2019 was my best year ever for bottles and general relics and artifacts. Several Coca Cola's, including an ultra rare, nobody-knows-nothin'-about SS from Lexington Ky, local sodas, Civil War era alcoholic bottles, meds and my first dump finds. All in all, a great year. 

I ordered a blob beer from Pottsville Pa, but it is coming in the mail too late for 2019. Instead, it will be the first addition of 2020.


----------



## Screwtop (Jan 1, 2020)




----------



## Screwtop (Jan 1, 2020)




----------



## Screwtop (Jan 1, 2020)

*2020 let's roll!*


----------



## WesternPA-collector (Jan 1, 2020)

Wow what a year. You live in the perfect place if you are finding all this stuff. Good to see someone younger into collecting. Generation X here.


----------



## Screwtop (Jan 2, 2020)

WesternPA-collector said:


> Wow what a year. You live in the perfect place if you are finding all this stuff. Good to see someone younger into collecting. Generation X here.




I found some, bought most. Pennsylvania is a gold mine for bottles. I come out carrying packs filled with '30s bottles, and I sell them to whoever wants them.


----------



## slugplate (Jan 2, 2020)

Nice job. Some nice treats in there. The CW artillery shell is pretty amazing and in great condition.


----------



## Screwtop (Jan 2, 2020)

slugplate said:


> Nice job.
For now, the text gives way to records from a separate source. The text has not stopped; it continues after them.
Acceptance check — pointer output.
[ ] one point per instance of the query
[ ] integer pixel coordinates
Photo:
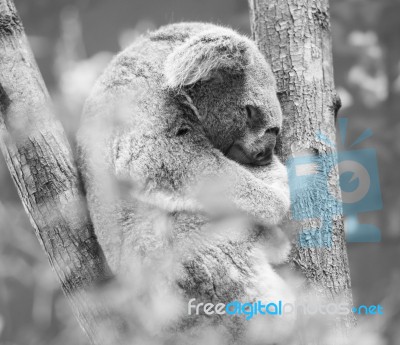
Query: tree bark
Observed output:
(41, 163)
(295, 37)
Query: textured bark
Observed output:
(41, 163)
(295, 36)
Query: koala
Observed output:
(179, 133)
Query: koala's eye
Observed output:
(273, 130)
(183, 130)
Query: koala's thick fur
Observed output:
(162, 122)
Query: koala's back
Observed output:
(129, 96)
(141, 65)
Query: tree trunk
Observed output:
(41, 163)
(295, 37)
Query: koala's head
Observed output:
(228, 84)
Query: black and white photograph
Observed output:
(185, 172)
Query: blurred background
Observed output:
(74, 40)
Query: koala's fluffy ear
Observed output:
(200, 56)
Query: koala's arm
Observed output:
(198, 168)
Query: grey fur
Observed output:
(158, 122)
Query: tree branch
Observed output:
(295, 37)
(41, 163)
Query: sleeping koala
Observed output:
(186, 120)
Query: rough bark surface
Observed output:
(41, 163)
(295, 36)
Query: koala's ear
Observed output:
(200, 56)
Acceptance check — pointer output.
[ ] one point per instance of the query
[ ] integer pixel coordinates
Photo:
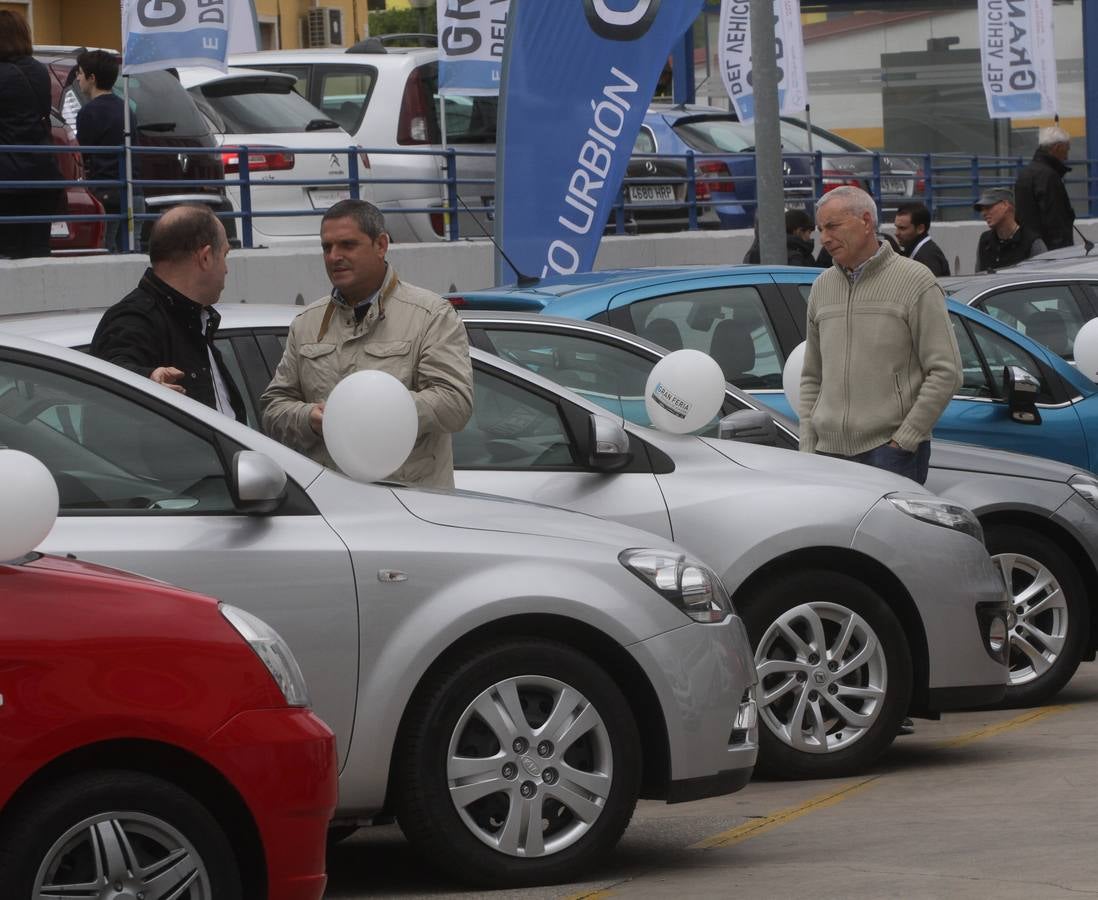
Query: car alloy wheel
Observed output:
(824, 677)
(835, 673)
(529, 766)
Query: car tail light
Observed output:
(713, 177)
(833, 178)
(259, 160)
(412, 127)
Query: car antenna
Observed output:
(524, 280)
(1087, 244)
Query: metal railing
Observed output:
(948, 183)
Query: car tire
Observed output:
(826, 710)
(1049, 629)
(131, 821)
(470, 775)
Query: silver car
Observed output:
(866, 598)
(507, 679)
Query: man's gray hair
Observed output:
(1052, 135)
(366, 215)
(852, 199)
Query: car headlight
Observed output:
(1086, 486)
(939, 512)
(688, 584)
(272, 651)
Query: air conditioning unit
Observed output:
(324, 27)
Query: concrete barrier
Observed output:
(298, 276)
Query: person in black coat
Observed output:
(165, 328)
(798, 240)
(24, 119)
(912, 233)
(1041, 200)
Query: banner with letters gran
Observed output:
(158, 34)
(471, 35)
(578, 76)
(734, 56)
(1018, 58)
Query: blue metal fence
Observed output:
(948, 183)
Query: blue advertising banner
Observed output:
(578, 76)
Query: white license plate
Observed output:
(323, 198)
(651, 193)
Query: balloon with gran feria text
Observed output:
(370, 425)
(791, 377)
(27, 504)
(684, 391)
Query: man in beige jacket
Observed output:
(372, 321)
(881, 359)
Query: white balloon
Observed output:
(791, 377)
(27, 504)
(370, 425)
(684, 391)
(1086, 349)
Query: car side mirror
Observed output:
(608, 445)
(1021, 390)
(257, 483)
(750, 426)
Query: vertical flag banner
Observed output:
(471, 36)
(1018, 57)
(735, 56)
(578, 77)
(158, 34)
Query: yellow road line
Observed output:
(1018, 721)
(757, 827)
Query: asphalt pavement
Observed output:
(994, 803)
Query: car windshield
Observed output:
(243, 110)
(715, 135)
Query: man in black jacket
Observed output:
(912, 232)
(1042, 201)
(164, 329)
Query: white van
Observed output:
(387, 99)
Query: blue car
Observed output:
(725, 167)
(750, 317)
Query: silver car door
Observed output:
(144, 486)
(521, 443)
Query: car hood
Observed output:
(968, 458)
(811, 469)
(490, 513)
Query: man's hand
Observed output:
(316, 417)
(168, 375)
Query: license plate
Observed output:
(324, 198)
(651, 193)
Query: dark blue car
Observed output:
(725, 162)
(750, 317)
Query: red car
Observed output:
(147, 750)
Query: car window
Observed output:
(105, 451)
(1048, 313)
(603, 373)
(998, 351)
(729, 324)
(512, 428)
(715, 135)
(345, 93)
(256, 112)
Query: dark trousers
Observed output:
(23, 239)
(895, 459)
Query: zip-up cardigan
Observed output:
(881, 359)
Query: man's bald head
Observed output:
(183, 231)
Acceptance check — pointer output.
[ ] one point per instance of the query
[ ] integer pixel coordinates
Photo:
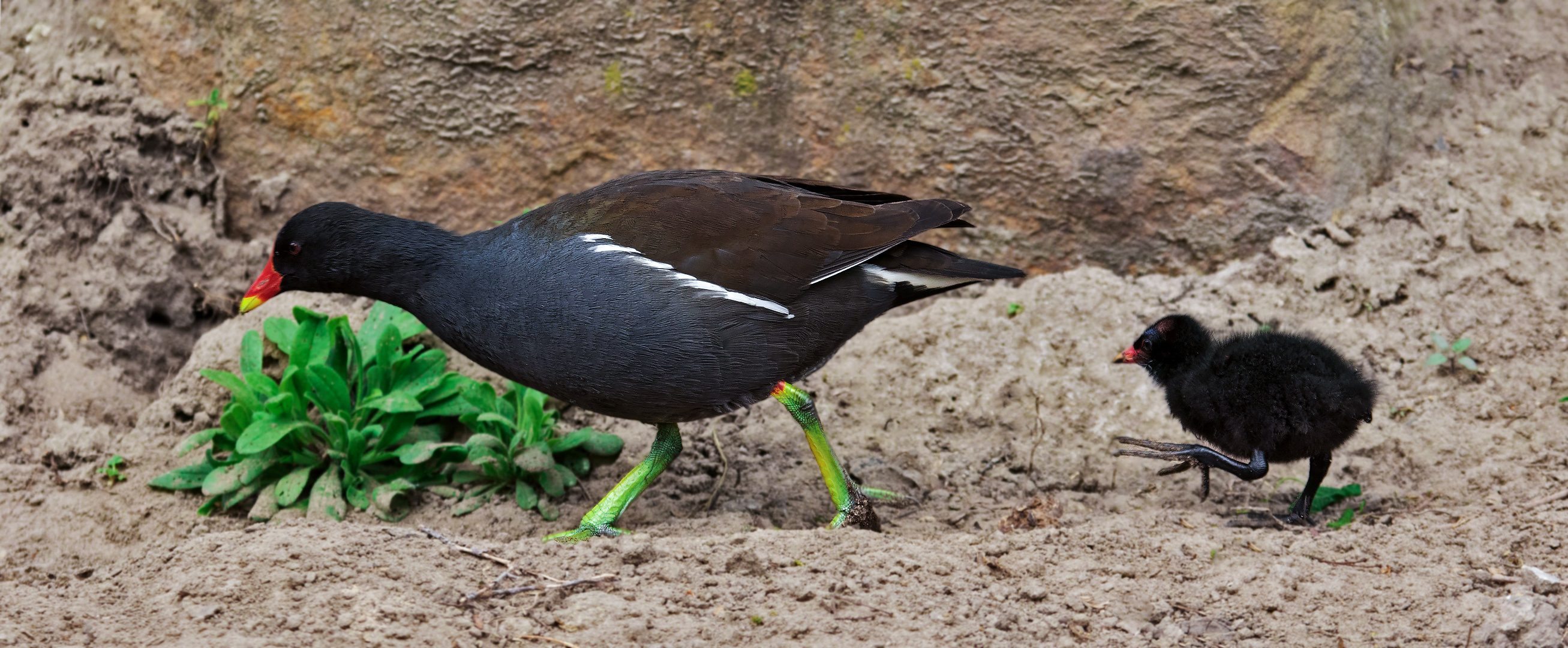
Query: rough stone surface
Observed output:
(1148, 136)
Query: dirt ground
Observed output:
(949, 401)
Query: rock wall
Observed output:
(1145, 136)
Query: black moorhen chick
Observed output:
(1269, 396)
(660, 297)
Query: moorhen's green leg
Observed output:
(1314, 478)
(598, 520)
(854, 504)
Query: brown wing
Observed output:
(762, 236)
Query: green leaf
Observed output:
(198, 440)
(242, 393)
(305, 335)
(251, 353)
(491, 462)
(601, 445)
(236, 418)
(551, 482)
(532, 416)
(1347, 517)
(534, 458)
(327, 496)
(330, 388)
(394, 404)
(283, 405)
(241, 495)
(281, 332)
(266, 506)
(229, 479)
(570, 442)
(527, 498)
(292, 485)
(453, 405)
(266, 434)
(419, 451)
(494, 418)
(355, 443)
(1329, 496)
(184, 479)
(444, 491)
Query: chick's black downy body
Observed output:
(1272, 397)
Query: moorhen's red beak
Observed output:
(266, 287)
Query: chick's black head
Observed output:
(1169, 346)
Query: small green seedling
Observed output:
(515, 446)
(1451, 352)
(112, 470)
(215, 107)
(1327, 496)
(745, 83)
(1349, 515)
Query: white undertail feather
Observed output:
(926, 281)
(686, 280)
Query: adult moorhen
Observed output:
(660, 297)
(1269, 396)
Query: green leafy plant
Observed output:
(1327, 496)
(1349, 515)
(515, 446)
(1451, 352)
(352, 418)
(215, 107)
(112, 470)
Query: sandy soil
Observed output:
(976, 413)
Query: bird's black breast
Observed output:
(1288, 396)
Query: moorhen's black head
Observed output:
(1169, 346)
(336, 247)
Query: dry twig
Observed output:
(546, 639)
(491, 590)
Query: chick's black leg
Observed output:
(1194, 455)
(1314, 478)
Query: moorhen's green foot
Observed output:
(576, 536)
(854, 504)
(599, 518)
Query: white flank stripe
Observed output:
(614, 248)
(926, 281)
(686, 280)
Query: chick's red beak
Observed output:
(266, 287)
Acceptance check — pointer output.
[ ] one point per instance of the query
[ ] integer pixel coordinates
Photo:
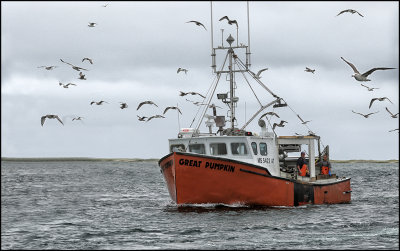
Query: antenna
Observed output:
(248, 38)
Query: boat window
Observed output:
(254, 146)
(239, 148)
(263, 149)
(177, 148)
(197, 148)
(218, 149)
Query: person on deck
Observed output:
(302, 167)
(325, 165)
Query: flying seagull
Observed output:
(281, 124)
(391, 114)
(181, 69)
(88, 59)
(302, 121)
(123, 105)
(197, 23)
(155, 116)
(65, 86)
(82, 76)
(363, 77)
(146, 102)
(49, 116)
(191, 93)
(48, 67)
(257, 76)
(172, 107)
(141, 118)
(77, 118)
(98, 103)
(369, 88)
(379, 99)
(351, 11)
(229, 21)
(269, 113)
(309, 70)
(74, 67)
(365, 115)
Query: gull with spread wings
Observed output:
(379, 99)
(66, 86)
(369, 88)
(154, 117)
(365, 115)
(197, 23)
(350, 11)
(146, 102)
(50, 116)
(191, 93)
(172, 107)
(363, 77)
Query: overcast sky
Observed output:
(137, 48)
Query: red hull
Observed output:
(198, 179)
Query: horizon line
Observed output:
(155, 159)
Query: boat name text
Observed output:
(211, 165)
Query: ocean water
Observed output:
(126, 205)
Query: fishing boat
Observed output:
(228, 164)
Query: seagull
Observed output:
(302, 121)
(363, 77)
(123, 105)
(369, 88)
(351, 11)
(229, 21)
(48, 67)
(309, 70)
(365, 115)
(66, 86)
(197, 23)
(155, 116)
(146, 102)
(98, 103)
(172, 107)
(391, 114)
(82, 76)
(257, 76)
(281, 124)
(379, 99)
(88, 59)
(77, 118)
(269, 113)
(74, 67)
(141, 118)
(50, 117)
(191, 93)
(181, 69)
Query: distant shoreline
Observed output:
(156, 160)
(77, 159)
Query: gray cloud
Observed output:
(137, 47)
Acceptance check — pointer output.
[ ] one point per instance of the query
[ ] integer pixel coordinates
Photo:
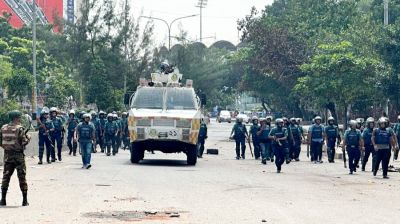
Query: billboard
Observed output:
(21, 11)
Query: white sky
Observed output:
(219, 17)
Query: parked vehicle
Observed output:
(224, 116)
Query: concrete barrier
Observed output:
(32, 149)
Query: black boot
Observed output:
(25, 198)
(3, 197)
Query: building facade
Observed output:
(21, 11)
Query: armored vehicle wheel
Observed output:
(137, 154)
(192, 156)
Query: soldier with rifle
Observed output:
(13, 139)
(72, 123)
(383, 139)
(46, 127)
(315, 140)
(239, 134)
(369, 147)
(353, 144)
(396, 130)
(332, 136)
(265, 142)
(279, 136)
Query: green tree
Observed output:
(337, 75)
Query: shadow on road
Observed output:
(162, 162)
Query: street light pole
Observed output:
(169, 25)
(34, 93)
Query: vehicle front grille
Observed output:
(164, 122)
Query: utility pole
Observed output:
(201, 4)
(34, 92)
(126, 41)
(169, 25)
(386, 12)
(386, 23)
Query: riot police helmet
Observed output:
(86, 115)
(370, 120)
(353, 123)
(53, 109)
(14, 114)
(44, 111)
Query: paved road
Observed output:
(218, 189)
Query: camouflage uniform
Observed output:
(13, 140)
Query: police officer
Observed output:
(369, 147)
(239, 132)
(331, 136)
(202, 138)
(265, 142)
(353, 143)
(383, 139)
(72, 123)
(295, 143)
(315, 139)
(94, 121)
(45, 127)
(396, 130)
(286, 124)
(125, 130)
(253, 133)
(100, 131)
(110, 133)
(118, 139)
(86, 136)
(13, 140)
(56, 136)
(279, 136)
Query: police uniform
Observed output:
(86, 133)
(95, 123)
(72, 123)
(265, 143)
(295, 142)
(369, 148)
(382, 137)
(100, 127)
(240, 132)
(396, 131)
(256, 142)
(110, 132)
(352, 138)
(279, 146)
(125, 132)
(202, 139)
(45, 128)
(316, 131)
(13, 140)
(56, 136)
(332, 134)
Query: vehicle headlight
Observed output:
(183, 124)
(143, 122)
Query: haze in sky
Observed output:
(219, 17)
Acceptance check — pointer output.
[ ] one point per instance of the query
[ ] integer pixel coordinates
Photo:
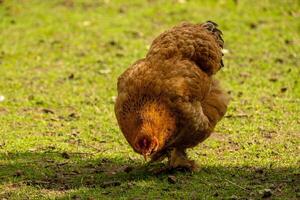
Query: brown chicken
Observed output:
(169, 101)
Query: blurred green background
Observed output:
(59, 63)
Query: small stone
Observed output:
(110, 184)
(267, 193)
(128, 169)
(283, 89)
(65, 155)
(2, 98)
(18, 173)
(172, 179)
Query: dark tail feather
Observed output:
(212, 27)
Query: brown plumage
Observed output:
(169, 101)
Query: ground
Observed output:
(59, 63)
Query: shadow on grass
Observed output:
(117, 177)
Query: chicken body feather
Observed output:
(169, 99)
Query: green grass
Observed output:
(59, 62)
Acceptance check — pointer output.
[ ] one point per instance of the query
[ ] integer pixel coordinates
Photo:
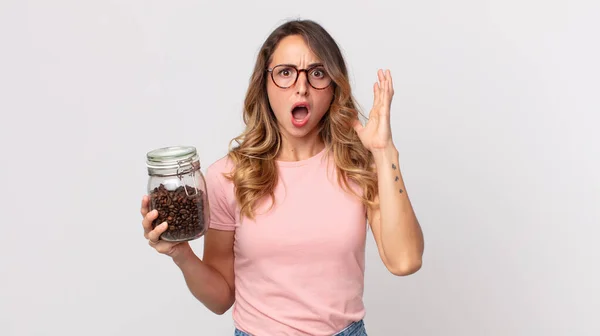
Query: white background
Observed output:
(495, 117)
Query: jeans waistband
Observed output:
(354, 329)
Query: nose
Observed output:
(302, 83)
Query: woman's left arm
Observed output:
(394, 224)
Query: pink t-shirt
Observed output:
(299, 268)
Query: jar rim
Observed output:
(171, 157)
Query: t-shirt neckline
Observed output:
(302, 162)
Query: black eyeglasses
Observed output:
(286, 75)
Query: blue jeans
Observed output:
(355, 329)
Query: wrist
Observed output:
(183, 256)
(388, 154)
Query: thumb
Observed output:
(358, 127)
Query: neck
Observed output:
(300, 149)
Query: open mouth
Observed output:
(300, 114)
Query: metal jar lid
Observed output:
(180, 159)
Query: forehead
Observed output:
(293, 50)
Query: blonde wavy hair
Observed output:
(255, 171)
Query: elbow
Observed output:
(405, 268)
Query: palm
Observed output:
(377, 133)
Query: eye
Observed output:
(318, 73)
(285, 72)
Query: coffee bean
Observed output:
(184, 214)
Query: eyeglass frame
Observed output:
(298, 71)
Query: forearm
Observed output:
(205, 283)
(401, 234)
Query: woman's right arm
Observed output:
(210, 280)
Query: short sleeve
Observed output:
(221, 214)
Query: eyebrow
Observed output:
(309, 66)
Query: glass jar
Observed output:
(177, 189)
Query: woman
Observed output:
(290, 203)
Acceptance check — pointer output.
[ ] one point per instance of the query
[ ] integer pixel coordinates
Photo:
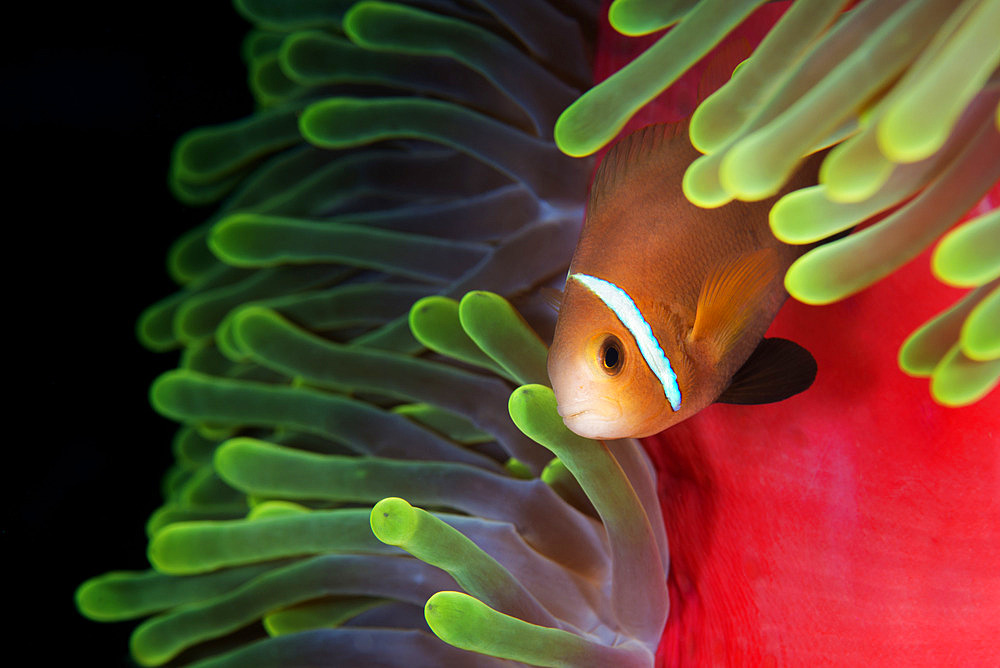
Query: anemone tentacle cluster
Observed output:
(349, 478)
(908, 96)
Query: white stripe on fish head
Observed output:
(625, 309)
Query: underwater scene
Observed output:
(572, 333)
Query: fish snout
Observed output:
(591, 417)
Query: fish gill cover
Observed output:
(353, 476)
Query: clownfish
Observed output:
(666, 304)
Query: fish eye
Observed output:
(611, 355)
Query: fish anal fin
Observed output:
(729, 298)
(776, 370)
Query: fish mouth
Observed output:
(604, 410)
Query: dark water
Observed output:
(95, 95)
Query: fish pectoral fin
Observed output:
(777, 369)
(729, 298)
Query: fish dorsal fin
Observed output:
(630, 153)
(729, 298)
(777, 369)
(552, 297)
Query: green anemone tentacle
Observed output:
(904, 93)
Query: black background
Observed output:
(95, 94)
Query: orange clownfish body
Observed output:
(666, 304)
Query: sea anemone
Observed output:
(400, 154)
(907, 95)
(365, 467)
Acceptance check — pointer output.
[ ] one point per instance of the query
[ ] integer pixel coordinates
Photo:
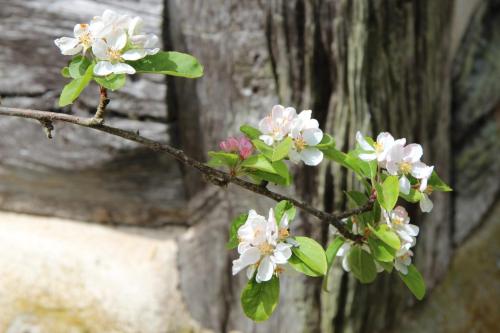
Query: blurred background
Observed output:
(101, 235)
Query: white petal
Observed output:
(311, 156)
(122, 68)
(80, 29)
(103, 68)
(362, 142)
(134, 54)
(100, 48)
(368, 157)
(265, 270)
(312, 136)
(117, 40)
(68, 45)
(294, 156)
(426, 204)
(404, 185)
(412, 153)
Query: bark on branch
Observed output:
(215, 176)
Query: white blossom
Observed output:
(277, 125)
(262, 247)
(385, 141)
(306, 134)
(111, 55)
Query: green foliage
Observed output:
(331, 253)
(112, 82)
(414, 281)
(362, 265)
(169, 63)
(386, 235)
(233, 231)
(283, 207)
(388, 192)
(250, 132)
(309, 257)
(72, 90)
(259, 300)
(380, 250)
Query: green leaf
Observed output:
(438, 184)
(169, 63)
(250, 131)
(220, 158)
(72, 90)
(413, 196)
(233, 231)
(331, 253)
(309, 257)
(283, 207)
(380, 250)
(362, 265)
(282, 149)
(259, 300)
(414, 281)
(388, 192)
(326, 142)
(112, 82)
(65, 72)
(386, 235)
(78, 66)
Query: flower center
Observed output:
(405, 167)
(300, 143)
(114, 55)
(266, 248)
(284, 233)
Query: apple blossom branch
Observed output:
(215, 176)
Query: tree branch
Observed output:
(215, 176)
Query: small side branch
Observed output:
(215, 176)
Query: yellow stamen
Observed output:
(405, 167)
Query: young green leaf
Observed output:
(169, 63)
(388, 192)
(259, 300)
(250, 132)
(78, 66)
(414, 281)
(65, 72)
(438, 184)
(362, 265)
(112, 82)
(72, 90)
(386, 235)
(380, 250)
(233, 231)
(309, 257)
(331, 252)
(283, 207)
(282, 149)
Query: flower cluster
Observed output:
(242, 145)
(401, 160)
(113, 39)
(399, 222)
(264, 246)
(304, 131)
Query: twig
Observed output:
(215, 176)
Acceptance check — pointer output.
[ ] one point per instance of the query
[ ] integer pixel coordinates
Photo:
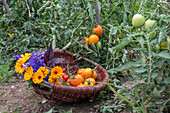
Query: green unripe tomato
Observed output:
(152, 35)
(150, 24)
(138, 20)
(168, 39)
(99, 45)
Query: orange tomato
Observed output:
(87, 73)
(93, 39)
(81, 85)
(75, 80)
(98, 30)
(94, 74)
(81, 77)
(88, 83)
(80, 71)
(85, 40)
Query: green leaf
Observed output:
(127, 66)
(140, 70)
(135, 34)
(164, 54)
(140, 49)
(90, 10)
(123, 43)
(122, 97)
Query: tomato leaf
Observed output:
(123, 43)
(49, 53)
(61, 81)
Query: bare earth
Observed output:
(16, 96)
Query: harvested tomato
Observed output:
(49, 2)
(81, 85)
(98, 30)
(138, 20)
(88, 83)
(99, 45)
(75, 81)
(80, 71)
(87, 73)
(81, 77)
(64, 69)
(94, 74)
(91, 80)
(68, 82)
(65, 77)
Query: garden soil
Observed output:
(17, 97)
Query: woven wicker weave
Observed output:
(60, 93)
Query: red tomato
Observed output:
(64, 69)
(68, 82)
(65, 77)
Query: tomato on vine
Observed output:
(93, 39)
(98, 30)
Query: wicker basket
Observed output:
(60, 93)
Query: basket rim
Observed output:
(52, 85)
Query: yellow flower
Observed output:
(38, 77)
(28, 74)
(168, 39)
(164, 45)
(9, 34)
(54, 79)
(26, 56)
(44, 70)
(55, 71)
(19, 66)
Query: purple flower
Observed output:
(46, 78)
(36, 60)
(17, 56)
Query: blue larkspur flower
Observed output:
(46, 78)
(17, 56)
(36, 60)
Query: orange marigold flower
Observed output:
(26, 56)
(54, 79)
(28, 74)
(55, 71)
(38, 77)
(44, 70)
(19, 66)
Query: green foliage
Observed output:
(5, 72)
(135, 56)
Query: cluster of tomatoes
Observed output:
(94, 38)
(85, 77)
Some nice treats in there. The CW artillery shell is pretty amazing and in great condition.




Hotchkiss type I found in Central VA.


----------



## embe (Jan 2, 2020)

Nice, keep on keepin' on.


----------



## Screwtop (Jan 2, 2020)

embe said:


> Nice, keep on keepin' on.




Will do, starting with a Pottsville PA blob beer coming in the mail tomorrow.


----------